Foi em uma quinta-feira nublada de lua nova que Edgard Cavalheiro e Guilherme de Almeida se
encontraram.

Não sei dizer exatamente onde isso aconteceu nem em que circunstâncias. Os únicos indícios
que possuo deste encontro são os rastros deixados pelos grandes amigos do tempo: tinta, papel
e palavras.

Sabemos que os dois não se encontraram na Casa da Colina, que recentemente tive o prazer de
visitar, pois Guilherme passou a residir nesta casa a partir de 1946. Talvez tenha sido esta a sua
noite de autógrafos, talvez tenham se encontrado por mero acaso, ou então em uma das
reuniões em que Guilherme congregava seus afetos.

Até agora não temos como saber esta informação.

O que me fez subir a Colina? Outra vez eles, os amigos da memória e do tempo: tinta, papel e
palavras. Sou uma das alunas do último curso que foi oferecido pela Casa Guilherme de Almeida
em seu espaço complementar, em atividade desde março de 2014, e que a partir deste ano
infelizmente será desativado.

Que privilégio eu tive - que privilégio eu tenho! -, de ter sido orientada por Marlene Laky a cuidar
e fazer reparos em livros da maneira correta, oferecendo-lhes toda a dignidade que eles
merecem.

Marlene em algum momento disse-nos que livros têm memória vegetal. Ela se referia ao
comportamento físico-químico do papel enquanto substância, mas isso me levou a outro lugar -
ao lugar da relação intrínseca e indissociável entre livros e árvores.

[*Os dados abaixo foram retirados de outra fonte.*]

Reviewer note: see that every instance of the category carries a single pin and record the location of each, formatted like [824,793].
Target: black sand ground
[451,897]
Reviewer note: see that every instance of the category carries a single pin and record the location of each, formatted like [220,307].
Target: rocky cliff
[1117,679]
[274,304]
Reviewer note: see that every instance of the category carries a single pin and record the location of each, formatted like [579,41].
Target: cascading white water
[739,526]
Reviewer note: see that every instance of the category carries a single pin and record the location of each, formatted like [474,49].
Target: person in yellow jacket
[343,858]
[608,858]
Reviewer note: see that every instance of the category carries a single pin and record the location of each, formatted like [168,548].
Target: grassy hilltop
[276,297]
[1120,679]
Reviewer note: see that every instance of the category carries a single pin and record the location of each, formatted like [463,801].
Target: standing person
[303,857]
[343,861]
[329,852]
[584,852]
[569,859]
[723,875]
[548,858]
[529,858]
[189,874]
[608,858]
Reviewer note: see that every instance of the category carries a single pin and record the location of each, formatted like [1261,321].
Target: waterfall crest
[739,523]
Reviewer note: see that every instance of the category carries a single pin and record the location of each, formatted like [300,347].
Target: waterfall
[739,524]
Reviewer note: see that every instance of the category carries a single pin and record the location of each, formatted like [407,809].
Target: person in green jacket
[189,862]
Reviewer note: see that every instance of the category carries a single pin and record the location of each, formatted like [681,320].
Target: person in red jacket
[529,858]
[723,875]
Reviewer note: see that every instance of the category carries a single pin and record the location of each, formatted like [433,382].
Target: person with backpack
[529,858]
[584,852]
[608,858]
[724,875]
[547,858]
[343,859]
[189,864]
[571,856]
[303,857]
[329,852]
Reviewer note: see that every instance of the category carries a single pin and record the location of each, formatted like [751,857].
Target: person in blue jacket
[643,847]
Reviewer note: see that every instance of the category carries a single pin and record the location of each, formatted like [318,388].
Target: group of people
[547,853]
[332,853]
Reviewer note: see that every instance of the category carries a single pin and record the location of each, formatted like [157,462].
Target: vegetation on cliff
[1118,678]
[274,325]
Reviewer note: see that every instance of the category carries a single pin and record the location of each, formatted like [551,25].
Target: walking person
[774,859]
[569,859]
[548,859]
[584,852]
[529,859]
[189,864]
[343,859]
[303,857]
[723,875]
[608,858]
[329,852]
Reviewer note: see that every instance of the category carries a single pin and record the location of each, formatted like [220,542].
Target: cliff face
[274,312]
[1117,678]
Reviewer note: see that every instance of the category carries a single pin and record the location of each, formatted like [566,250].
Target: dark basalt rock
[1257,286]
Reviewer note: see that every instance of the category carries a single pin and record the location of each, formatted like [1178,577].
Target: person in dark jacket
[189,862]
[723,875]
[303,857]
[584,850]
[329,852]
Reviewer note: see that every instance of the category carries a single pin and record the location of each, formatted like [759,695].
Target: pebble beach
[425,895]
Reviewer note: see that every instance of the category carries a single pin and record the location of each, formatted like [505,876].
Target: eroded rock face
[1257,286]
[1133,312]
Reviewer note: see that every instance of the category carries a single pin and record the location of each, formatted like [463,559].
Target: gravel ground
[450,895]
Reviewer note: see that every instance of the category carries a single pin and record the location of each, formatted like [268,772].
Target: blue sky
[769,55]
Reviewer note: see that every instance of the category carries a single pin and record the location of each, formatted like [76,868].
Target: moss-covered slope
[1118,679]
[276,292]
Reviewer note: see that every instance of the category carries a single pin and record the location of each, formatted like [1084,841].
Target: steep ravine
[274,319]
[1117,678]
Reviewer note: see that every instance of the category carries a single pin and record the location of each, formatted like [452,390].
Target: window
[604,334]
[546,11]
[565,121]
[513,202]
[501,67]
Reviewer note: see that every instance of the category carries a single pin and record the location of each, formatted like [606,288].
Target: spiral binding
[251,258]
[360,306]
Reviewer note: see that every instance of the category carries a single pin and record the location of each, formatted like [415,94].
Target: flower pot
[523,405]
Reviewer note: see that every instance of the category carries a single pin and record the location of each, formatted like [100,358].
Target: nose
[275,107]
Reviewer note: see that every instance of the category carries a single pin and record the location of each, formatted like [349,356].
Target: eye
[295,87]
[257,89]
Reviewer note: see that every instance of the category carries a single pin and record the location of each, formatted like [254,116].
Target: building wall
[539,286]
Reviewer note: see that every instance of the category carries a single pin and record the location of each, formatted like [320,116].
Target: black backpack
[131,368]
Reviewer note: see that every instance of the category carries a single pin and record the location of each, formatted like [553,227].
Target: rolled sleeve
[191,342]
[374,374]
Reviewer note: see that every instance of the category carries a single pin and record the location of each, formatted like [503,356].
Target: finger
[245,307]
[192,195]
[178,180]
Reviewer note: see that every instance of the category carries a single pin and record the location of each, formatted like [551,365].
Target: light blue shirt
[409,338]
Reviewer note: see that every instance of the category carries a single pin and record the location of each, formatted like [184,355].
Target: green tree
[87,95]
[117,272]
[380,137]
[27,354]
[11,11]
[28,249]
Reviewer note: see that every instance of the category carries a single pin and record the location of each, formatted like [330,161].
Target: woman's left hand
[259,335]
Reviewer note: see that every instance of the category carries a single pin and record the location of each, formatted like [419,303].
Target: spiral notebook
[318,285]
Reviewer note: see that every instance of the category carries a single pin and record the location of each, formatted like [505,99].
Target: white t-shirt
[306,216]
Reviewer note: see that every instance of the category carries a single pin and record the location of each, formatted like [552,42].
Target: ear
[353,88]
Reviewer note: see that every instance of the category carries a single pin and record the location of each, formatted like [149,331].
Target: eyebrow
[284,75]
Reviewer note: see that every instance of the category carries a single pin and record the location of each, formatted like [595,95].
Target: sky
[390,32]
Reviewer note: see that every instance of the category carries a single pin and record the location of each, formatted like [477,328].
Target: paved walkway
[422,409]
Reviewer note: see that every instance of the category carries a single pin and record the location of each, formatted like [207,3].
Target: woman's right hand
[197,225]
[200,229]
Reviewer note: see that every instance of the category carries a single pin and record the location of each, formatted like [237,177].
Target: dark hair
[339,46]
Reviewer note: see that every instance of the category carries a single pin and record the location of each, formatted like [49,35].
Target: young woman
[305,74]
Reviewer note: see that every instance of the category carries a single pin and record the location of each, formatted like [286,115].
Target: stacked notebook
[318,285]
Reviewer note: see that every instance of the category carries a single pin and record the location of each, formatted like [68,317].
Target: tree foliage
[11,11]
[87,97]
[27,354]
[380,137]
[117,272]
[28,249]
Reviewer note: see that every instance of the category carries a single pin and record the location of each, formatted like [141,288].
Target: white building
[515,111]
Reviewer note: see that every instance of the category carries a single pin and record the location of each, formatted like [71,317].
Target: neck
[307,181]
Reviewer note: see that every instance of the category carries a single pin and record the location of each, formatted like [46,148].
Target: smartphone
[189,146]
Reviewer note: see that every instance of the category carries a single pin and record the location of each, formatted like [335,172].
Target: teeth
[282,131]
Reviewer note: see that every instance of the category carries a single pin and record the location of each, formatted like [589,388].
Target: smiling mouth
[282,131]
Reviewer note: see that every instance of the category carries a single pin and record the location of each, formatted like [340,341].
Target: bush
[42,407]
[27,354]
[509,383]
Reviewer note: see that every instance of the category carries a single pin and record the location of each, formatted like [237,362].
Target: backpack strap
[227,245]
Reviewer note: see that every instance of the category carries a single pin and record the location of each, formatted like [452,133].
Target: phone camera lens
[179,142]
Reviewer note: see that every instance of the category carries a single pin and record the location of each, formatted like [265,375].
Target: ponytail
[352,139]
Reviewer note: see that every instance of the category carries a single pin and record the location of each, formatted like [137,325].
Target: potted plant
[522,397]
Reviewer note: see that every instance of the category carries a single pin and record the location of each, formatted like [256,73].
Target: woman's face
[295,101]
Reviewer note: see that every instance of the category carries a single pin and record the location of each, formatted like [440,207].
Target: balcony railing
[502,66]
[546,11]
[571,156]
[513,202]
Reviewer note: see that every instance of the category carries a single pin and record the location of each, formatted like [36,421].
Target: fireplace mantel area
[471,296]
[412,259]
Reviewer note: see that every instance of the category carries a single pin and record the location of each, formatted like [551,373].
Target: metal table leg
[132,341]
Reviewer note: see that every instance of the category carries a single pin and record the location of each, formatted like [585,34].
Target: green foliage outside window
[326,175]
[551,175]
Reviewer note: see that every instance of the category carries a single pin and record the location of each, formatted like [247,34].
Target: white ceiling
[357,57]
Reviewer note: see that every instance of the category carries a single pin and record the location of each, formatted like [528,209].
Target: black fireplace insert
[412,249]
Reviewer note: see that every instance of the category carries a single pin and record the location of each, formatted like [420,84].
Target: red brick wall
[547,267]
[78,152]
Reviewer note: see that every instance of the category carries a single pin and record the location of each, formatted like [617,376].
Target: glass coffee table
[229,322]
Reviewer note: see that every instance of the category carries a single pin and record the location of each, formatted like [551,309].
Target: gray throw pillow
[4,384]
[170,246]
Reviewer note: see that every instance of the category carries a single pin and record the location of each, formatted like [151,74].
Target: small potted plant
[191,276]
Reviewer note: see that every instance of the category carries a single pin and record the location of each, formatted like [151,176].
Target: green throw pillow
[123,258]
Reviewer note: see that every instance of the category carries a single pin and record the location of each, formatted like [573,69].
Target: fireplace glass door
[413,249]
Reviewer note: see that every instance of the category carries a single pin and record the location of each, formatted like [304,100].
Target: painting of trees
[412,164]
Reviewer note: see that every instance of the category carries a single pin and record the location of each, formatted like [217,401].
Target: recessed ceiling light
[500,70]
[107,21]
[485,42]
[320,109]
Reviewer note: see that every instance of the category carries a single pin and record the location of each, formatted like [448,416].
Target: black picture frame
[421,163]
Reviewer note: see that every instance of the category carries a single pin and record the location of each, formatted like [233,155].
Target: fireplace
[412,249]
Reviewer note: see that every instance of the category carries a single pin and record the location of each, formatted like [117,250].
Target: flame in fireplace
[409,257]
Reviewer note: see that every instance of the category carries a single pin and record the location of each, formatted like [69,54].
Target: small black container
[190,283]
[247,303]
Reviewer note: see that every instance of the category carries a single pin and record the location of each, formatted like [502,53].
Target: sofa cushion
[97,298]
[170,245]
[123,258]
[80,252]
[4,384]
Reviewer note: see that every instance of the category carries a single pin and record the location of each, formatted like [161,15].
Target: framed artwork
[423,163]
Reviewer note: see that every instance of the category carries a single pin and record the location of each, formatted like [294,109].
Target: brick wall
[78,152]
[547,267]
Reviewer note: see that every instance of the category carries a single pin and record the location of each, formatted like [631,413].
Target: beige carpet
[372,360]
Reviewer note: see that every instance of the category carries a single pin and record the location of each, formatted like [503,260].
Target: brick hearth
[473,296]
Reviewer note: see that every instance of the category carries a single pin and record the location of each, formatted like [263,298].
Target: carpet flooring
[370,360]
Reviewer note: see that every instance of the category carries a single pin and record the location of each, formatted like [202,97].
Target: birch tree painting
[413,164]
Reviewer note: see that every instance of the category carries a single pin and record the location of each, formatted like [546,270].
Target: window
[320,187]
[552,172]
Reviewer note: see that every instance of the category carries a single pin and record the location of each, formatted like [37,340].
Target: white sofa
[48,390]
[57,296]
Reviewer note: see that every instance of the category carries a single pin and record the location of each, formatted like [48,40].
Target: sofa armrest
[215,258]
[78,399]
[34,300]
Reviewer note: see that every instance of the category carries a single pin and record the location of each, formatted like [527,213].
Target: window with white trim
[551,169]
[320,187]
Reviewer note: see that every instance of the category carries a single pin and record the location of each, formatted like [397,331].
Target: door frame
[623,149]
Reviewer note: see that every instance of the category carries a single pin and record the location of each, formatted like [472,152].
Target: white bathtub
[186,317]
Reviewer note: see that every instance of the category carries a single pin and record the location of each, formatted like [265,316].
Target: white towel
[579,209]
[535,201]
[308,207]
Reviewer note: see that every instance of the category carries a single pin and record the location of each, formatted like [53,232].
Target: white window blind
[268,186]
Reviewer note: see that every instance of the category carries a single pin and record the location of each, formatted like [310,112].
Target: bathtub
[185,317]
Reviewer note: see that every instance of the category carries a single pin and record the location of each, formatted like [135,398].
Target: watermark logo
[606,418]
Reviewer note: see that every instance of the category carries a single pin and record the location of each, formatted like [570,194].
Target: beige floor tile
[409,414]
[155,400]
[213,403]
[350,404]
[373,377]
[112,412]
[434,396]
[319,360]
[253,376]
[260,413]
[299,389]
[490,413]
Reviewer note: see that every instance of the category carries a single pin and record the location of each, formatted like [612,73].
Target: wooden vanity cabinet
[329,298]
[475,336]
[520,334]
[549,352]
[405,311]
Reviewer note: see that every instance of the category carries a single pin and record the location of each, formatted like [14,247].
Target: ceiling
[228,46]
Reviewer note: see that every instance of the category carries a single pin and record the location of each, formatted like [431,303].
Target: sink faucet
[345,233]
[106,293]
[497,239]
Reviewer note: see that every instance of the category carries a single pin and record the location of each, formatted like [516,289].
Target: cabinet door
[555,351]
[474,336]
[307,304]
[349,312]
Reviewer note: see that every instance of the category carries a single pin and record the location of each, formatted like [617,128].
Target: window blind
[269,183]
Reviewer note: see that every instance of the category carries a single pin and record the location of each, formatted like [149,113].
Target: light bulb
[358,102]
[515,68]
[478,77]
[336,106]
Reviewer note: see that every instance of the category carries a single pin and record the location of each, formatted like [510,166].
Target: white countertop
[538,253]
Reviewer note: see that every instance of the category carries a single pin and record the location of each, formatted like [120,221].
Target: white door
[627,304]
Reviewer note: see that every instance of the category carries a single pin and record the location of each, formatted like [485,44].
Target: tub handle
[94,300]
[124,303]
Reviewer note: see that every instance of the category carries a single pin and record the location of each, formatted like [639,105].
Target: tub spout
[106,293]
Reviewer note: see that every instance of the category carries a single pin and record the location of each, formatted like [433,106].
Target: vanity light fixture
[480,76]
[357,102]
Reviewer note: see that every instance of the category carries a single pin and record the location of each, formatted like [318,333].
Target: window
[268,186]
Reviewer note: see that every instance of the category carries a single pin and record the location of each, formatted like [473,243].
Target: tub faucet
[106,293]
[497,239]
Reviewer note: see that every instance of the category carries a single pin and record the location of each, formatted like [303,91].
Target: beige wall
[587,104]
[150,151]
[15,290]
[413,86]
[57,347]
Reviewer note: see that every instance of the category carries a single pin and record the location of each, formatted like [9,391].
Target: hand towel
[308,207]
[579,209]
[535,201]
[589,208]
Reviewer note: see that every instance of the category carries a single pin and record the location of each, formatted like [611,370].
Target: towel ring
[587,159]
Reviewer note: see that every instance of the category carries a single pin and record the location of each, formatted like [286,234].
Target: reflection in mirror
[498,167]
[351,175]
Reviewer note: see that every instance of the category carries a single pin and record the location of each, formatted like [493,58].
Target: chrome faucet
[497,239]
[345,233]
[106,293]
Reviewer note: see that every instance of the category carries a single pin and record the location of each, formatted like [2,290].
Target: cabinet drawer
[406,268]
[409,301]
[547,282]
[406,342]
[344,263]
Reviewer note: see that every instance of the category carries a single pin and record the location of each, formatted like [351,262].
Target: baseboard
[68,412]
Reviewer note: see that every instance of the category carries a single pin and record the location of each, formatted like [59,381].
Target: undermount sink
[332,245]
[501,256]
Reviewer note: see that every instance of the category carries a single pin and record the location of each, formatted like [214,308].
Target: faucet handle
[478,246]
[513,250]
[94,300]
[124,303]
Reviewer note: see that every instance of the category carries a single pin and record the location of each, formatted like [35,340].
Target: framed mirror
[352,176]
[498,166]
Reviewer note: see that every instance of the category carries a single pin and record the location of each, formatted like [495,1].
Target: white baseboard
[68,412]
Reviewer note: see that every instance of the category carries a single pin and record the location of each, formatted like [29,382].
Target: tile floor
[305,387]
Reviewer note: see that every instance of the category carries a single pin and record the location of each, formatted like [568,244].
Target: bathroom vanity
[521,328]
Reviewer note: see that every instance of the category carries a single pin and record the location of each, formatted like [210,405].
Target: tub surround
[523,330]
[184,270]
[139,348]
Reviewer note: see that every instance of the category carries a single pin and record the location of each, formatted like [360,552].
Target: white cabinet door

Este exemplar, livro-semente, foi plantado há 79 primaveras. Era 1944 e meu pai nem havia
nascido, mas o exato momento do encontro entre Edgard e Guilherme semearia meu futuro.

Os dois nunca souberem disso nem sequer poderiam imaginar, e acho que esse é o exemplo
perfeito para entendermos como todas nossas ações, inclusive as mais simples, podem impactar
a vida de outra pessoa em um tempo indeterminado.

É como se nossas ações ficassem suspensas no ar reverberando, até que um dia, por algum
motivo desconhecido algo acontece, e tudo toma forma novamente voltando a ser matéria.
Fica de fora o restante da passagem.